Publié le 2025-11-02 21:37:00. Une semaine après la proclamation de l’état d’urgence par le président José Jerí, le gouvernement affiche une détermination affichée dans la lutte contre la criminalité, tout en soulignant la nécessité d’une approche stratégique et transparente pour des résultats durables.
- Le gouvernement envisage la création d’une unité spéciale dédiée à la lutte contre l’extorsion et les assassinats à gages, avec des contrôles réguliers par polygraphie et des primes pour garantir l’intégrité des agents.
- La mise en place d’un système de signalement sécurisé et anonyme est jugée cruciale pour encourager la collaboration citoyenne et protéger les victimes.
- Une coopération internationale avec les pays ayant une expérience avérée dans la lutte contre le crime organisé, ainsi qu’un programme de récompenses pour les informations fiables, sont également envisagés.
L’état d’urgence, décrété il y a sept jours, a permis un déploiement visible des forces de l’ordre et de l’armée dans les rues, ainsi que des opérations ciblées en milieu pénitentiaire. Le président Jerí a réaffirmé son engagement à combattre la criminalité avec fermeté, faisant de cette lutte une priorité de son gouvernement. Cependant, les autorités reconnaissent que la réponse initiale, bien que nécessaire, doit être complétée par une stratégie à long terme.
Pour passer d’une approche réactive à une intelligence stratégique, le gouvernement envisage plusieurs mesures clés. Parmi celles-ci figure la création d’une unité spéciale, dédiée à la traque des réseaux d’extorsion et des tueurs à gages. Les agents de cette unité seraient soumis à des tests de vérification de la crédibilité (polygraphie) à intervalles réguliers et bénéficieraient de primes de risque pour garantir leur intégrité. Parallèlement, un système de signalement sécurisé et anonyme sera mis en place pour encourager les citoyens à dénoncer les activités criminelles, tout en assurant la protection des victimes.

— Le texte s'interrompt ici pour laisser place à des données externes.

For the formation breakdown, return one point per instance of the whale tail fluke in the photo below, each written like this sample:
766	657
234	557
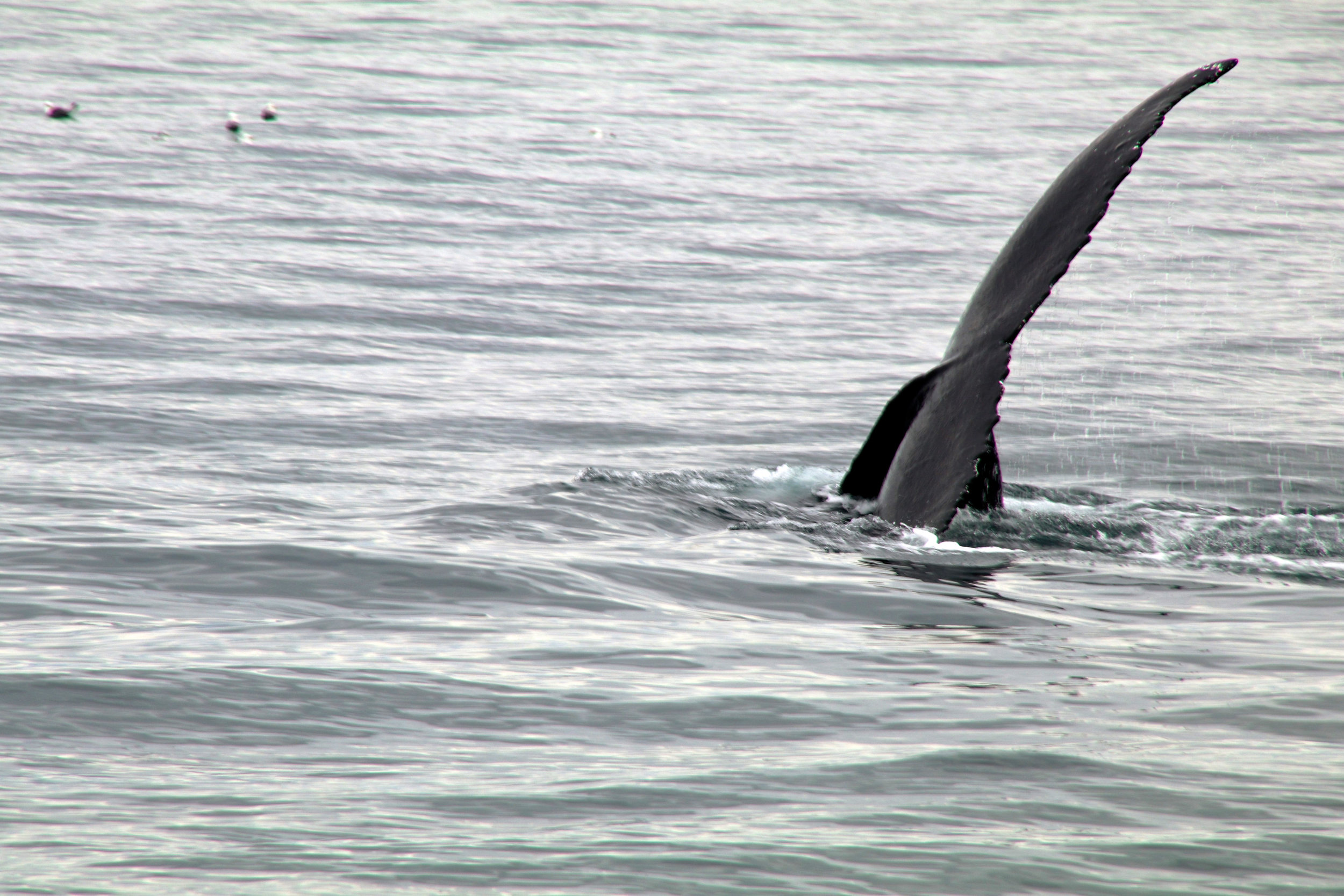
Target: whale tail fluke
933	450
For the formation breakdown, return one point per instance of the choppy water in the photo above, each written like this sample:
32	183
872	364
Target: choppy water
434	496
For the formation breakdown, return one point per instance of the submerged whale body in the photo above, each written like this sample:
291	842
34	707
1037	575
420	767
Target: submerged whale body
933	449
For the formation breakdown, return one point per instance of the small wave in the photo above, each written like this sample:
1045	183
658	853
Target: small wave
1305	544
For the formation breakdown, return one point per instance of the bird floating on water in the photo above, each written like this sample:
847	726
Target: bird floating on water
235	128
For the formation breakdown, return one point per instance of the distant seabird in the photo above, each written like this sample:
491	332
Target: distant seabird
235	128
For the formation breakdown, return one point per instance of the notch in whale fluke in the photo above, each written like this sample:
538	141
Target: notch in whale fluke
933	448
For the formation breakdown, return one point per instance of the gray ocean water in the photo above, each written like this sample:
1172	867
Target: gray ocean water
433	491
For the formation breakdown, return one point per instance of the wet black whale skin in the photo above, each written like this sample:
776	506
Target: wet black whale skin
932	449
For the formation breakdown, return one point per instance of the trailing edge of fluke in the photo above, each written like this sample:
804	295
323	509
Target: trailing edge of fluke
933	449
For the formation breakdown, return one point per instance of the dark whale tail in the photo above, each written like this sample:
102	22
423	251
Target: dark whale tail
933	449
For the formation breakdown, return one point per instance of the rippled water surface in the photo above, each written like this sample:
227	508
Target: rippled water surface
433	489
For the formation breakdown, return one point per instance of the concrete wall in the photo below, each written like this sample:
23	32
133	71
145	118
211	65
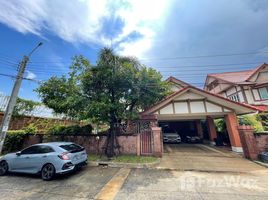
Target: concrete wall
128	143
262	142
21	122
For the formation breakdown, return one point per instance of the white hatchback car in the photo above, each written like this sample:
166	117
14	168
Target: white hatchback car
45	158
170	136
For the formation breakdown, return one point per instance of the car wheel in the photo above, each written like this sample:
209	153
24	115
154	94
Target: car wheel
48	172
3	168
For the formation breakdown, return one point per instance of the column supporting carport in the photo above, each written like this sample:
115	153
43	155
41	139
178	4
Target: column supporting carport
231	125
211	130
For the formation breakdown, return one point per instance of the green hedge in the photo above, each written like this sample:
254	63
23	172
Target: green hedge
252	121
70	130
14	140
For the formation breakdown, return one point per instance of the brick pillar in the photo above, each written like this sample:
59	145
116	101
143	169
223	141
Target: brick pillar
211	130
248	141
199	128
138	144
231	125
157	141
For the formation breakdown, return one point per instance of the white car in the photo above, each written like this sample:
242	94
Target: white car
170	136
45	158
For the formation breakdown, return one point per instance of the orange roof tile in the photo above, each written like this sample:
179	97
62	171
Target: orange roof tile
239	77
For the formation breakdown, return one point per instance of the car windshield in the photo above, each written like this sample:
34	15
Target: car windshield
168	130
72	147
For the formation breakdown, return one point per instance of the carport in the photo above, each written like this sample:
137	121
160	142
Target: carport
190	105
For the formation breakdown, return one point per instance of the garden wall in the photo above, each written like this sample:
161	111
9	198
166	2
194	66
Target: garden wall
92	143
23	121
262	141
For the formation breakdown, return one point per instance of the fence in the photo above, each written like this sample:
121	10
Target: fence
38	111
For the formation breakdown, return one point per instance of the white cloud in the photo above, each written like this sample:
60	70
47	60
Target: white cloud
30	75
80	21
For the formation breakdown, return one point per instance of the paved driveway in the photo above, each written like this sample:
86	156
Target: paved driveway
199	157
215	174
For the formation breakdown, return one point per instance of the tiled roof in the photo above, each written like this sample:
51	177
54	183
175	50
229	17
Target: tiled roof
239	77
234	77
261	108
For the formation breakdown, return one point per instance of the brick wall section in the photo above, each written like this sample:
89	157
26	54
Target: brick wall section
248	142
157	142
21	122
92	143
262	142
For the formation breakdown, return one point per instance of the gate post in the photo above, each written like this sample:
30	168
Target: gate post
138	144
157	141
248	142
231	125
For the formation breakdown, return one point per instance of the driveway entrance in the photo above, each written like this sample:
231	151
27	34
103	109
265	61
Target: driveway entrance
200	157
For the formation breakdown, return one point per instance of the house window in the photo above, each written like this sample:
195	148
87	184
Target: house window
263	93
234	97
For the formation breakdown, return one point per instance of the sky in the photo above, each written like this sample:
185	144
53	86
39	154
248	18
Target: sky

Conscient de la complexité du problème, le gouvernement entend également solliciter l’expertise internationale. Une coopération avec les pays ayant démontré une efficacité dans la lutte contre le crime organisé est à l’étude. De plus, un programme de récompenses sera établi pour inciter à la fourniture d’informations fiables, tout en préservant l’anonymat des informateurs. Enfin, les autorités souhaitent lever le secret bancaire sur les comptes liés à des activités criminelles et investir massivement dans le renseignement technologique, notamment l’interception et la géolocalisation, afin d’anticiper les actions des délinquants.
L’état d’urgence a démontré la volonté politique de s’attaquer à la criminalité, mais les responsables insistent sur le fait que la sécurité durable ne peut être construite que sur des bases solides : une stratégie claire, une transparence totale et des résultats concrets.